Johnson would succeed Janet Napolitano, who resigned in July to become president of The University of California.

Johnson, whose uncle was a member of the Tuskegee Airmen, was in New York during the terrorist attack on September 11, 2001.

“In Jeh Johnson, we have the right person to continue this important work,” Obama said at the White House.  “From the moment I took office, Jeh was an absolutely critical member of my national security team, and he demonstrated again and again the qualities that will make him a strong Secretary of Homeland Security.”

“Jeh has a deep understanding of the threats and challenges facing the United States,” the president said.  “As the Pentagon’s top lawyer, he helped design and implement many of the policies that have kept our country safe, including our success in dismantling the core of al Qaeda and the Fatah.”

Obama said Johnson has experience leading large complex organizations.  As a member of the Pentagon’s senior management team, first under Bob Gates and then under Leon Panetta, Johnson helped oversee the work of more than 3 million military and civilian personnel across the country and around the world.

The president said Johnson has also earned a reputation as a cool and calm leader.  Johnson appreciates that any organization’s greatest asset is its people, and at the Pentagon he guided the report explaining why allowing our men and women in uniform to serve their country openly would not weaken our military, Obama said.

“Jeh believes, in a deep and personal way, that keeping America safe requires us also upholding the values and civil liberties that make America great,” Obama said.

“Jeh tells the story of his uncle who was a member of the legendary Tuskegee Airmen during World War II,” Obama added.  “And he and his fellow airmen served with honor, even when their country didn’t treat them with the dignity and the respect that they deserved.  And it was a lesson that Jeh never forgot.  “We must adopt legal positions that comport with common sense,” Jeh says, “consistent with who we are as Americans.”

At DHS, Johnson would be overseeing an agency with 240,000 employees spread across 22 government agencies.

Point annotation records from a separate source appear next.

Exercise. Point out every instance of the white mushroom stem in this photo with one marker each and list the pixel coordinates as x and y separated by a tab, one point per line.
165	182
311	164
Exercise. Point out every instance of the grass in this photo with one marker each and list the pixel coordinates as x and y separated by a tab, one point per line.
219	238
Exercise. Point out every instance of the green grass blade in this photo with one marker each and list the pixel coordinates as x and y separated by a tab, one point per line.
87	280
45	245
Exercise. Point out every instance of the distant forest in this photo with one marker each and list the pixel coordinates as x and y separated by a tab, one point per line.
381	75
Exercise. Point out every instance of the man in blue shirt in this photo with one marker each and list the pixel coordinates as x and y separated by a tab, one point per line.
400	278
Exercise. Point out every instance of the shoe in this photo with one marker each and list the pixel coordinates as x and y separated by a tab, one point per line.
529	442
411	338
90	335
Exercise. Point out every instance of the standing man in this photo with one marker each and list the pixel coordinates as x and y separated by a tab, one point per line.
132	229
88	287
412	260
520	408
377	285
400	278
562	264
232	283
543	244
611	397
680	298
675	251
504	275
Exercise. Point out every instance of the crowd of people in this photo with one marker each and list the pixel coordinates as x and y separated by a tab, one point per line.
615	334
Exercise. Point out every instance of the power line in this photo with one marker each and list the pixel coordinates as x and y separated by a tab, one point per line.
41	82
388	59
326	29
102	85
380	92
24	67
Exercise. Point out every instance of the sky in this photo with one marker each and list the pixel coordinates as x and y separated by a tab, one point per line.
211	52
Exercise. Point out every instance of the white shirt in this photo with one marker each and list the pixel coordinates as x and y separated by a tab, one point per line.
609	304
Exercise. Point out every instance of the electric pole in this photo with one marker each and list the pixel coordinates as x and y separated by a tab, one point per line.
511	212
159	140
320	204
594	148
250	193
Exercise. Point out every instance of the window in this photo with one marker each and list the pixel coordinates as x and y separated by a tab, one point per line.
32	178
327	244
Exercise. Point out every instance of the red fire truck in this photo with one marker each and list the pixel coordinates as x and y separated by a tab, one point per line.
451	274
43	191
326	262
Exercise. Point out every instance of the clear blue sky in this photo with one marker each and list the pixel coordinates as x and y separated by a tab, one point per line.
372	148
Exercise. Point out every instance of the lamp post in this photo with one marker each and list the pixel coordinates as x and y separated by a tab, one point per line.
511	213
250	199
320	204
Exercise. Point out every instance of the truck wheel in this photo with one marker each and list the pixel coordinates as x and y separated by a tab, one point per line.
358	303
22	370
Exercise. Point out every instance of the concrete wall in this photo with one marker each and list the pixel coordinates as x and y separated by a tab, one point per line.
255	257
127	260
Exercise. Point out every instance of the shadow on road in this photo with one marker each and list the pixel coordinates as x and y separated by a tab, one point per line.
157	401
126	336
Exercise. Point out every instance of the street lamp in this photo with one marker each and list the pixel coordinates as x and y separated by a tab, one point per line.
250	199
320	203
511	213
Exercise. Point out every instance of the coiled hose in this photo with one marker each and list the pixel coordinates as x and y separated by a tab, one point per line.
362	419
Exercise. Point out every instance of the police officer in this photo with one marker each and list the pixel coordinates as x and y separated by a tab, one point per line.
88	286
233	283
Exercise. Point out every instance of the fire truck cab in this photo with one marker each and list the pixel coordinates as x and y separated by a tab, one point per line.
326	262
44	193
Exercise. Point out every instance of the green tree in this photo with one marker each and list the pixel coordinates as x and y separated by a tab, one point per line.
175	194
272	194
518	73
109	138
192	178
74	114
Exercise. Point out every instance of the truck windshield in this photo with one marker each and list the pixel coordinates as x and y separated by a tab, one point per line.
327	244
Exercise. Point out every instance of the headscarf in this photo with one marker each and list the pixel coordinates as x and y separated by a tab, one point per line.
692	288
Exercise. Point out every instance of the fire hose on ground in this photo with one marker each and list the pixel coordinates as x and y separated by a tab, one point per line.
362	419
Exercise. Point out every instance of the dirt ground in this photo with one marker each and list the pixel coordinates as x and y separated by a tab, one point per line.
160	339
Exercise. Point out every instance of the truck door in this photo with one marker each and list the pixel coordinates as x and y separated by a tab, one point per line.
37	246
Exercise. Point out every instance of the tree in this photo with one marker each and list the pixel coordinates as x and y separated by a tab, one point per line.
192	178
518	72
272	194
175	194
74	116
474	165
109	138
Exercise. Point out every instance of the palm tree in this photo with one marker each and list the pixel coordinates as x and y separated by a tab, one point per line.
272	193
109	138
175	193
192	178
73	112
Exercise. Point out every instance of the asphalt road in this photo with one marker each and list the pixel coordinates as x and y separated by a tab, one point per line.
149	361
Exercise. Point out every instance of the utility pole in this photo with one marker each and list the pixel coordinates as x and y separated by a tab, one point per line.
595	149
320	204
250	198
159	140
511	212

The department’s mission covers counter-terrorism and cyber security, but it also oversees the government’s response to national disasters and border security.

“I am a New Yorker, and I was present in Manhattan on 9/11, which happens to be my birthday, when that bright and beautiful day was — a day something like this — was shattered by the largest terrorist attack on our homeland in history,” Johnson said at the White House.

“I wandered the streets of New York that day and wondered and asked, what can I do?  Since then, I have tried to devote myself to answering that question.  I love this country.  I care about the safety of our people.  I believe in public service.  And I remain loyal to you, Mr. President,” Johnson said.